President of Belarus gives himself immunity from prosecution and bars potential challengers

President Alexander Lukashenko of Belarus has signed a new law giving himself lifelong immunity from criminal prosecution and preventing opposition leaders living abroad from running in future presidential elections.

The law theoretically applies to any former president and members of his or her family. In reality, it only is relevant to the 69-year-old Lukashenko, who has ruled Belarus with an iron fist for almost 30 years.

The new measure appears aimed at further shoring up Lukashenko’s power and eliminating potential challengers in the country’s next presidential election, which is due to take place in 2025.

The law significantly tightens requirements for presidential candidates and makes it impossible to elect opposition leaders who fled to neighbouring countries in recent years. Only citizens of Belarus who have permanently resided in the country for at least 20 years and have never had a residence permit in another country will be eligible to run.

Demonstrators carry a huge historical flag of Belarus as thousands gather for a protest at Independence square in Minsk, 2020.

Belarus was rocked by mass protests in August 2020 during Lukashenko’s widely disputed re-election for a sixth term, which the opposition and the West condemned as fraudulent.

During the ensuing demonstrations, Belarusian authorities detained more than 35,000 people, many of whom were beaten at protests or tortured in custody. A large number left the country altogether fearing reprisals.

Lukashenko has also been accused of involvement in the illegal transfer of children from Russian-occupied towns in Ukraine to Belarus.

According to the text of the new law, Lukashenko, were he to leave power, “cannot be held accountable for actions committed in connection with exercising his presidential powers.”
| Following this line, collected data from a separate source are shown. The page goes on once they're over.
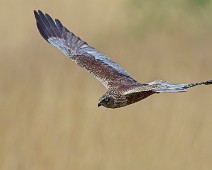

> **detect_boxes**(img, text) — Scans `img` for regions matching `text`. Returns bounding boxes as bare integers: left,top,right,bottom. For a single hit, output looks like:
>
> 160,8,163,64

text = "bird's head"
98,92,115,108
98,90,127,109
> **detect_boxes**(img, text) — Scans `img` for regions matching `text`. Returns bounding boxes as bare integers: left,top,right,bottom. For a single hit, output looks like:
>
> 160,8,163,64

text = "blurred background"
1,0,212,169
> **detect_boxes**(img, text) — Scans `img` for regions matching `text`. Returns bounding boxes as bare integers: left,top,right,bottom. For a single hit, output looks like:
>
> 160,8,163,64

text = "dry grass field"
1,0,212,169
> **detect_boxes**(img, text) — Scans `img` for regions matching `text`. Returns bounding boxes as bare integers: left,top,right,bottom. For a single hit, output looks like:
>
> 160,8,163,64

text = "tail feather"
150,80,212,93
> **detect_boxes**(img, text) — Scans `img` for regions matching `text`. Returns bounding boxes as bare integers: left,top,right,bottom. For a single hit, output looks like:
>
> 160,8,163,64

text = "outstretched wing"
34,10,138,89
123,80,212,95
149,80,212,92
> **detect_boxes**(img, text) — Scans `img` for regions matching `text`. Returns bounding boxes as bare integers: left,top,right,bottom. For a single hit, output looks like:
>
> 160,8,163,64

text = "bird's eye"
104,98,109,102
The law also says the president and members of his family will be provided with lifelong state protection, medical care, life and health insurance. After resigning, the president would also become a permanent lifelong member of the upper house of parliament.
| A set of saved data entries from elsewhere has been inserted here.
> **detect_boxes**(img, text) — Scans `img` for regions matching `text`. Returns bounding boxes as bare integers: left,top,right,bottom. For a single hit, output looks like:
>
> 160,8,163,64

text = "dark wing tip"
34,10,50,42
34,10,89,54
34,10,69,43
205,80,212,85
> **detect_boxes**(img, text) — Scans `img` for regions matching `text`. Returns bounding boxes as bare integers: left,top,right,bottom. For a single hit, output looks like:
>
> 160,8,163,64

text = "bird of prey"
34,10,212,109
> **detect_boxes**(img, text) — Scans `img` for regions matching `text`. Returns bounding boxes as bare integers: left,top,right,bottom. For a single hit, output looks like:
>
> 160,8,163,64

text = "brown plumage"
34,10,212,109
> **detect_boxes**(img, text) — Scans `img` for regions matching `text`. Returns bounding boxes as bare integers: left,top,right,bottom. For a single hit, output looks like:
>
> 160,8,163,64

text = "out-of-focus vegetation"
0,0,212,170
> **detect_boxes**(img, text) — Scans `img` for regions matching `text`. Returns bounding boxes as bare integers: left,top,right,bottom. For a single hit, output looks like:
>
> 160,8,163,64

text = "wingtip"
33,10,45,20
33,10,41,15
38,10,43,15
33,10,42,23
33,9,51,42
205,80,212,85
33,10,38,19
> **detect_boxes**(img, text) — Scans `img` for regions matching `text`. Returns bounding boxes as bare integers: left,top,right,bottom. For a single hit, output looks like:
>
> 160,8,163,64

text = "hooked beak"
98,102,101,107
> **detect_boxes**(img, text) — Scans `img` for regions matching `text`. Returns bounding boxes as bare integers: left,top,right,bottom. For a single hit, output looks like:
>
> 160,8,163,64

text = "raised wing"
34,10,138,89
Belarusian opposition leader Svetlana Tikhanovskaya is welcomed by supporters at a rally by the Brandenburg Gate in Berlin, 2020.

‘Inevitable future’

Opposition leader Svetlana Tikhanovskaya, who fled to neighbouring Lithuania in 2020, said the new law is Lukashenko’s response to his “fear of an inevitable future,” suggesting Lukashenko must be concerned about what happens to him when he leaves power.

“Lukashenko, who ruined the fates of thousands of Belarusians, will be punished according to international law, and no immunity will protect him against this. It’s only a matter of time.”

The country’s political opposition is seeking an investigation into the disappearances of opposition politicians and the removal of Ukrainian children from Ukraine.

“We will ensure that the dictator is brought to justice,” Tikhanovskaya said, emphasising that there are still about 1,500 political prisoners behind bars in Belarus, including Nobel Peace Prize laureate Ales Bialiatski.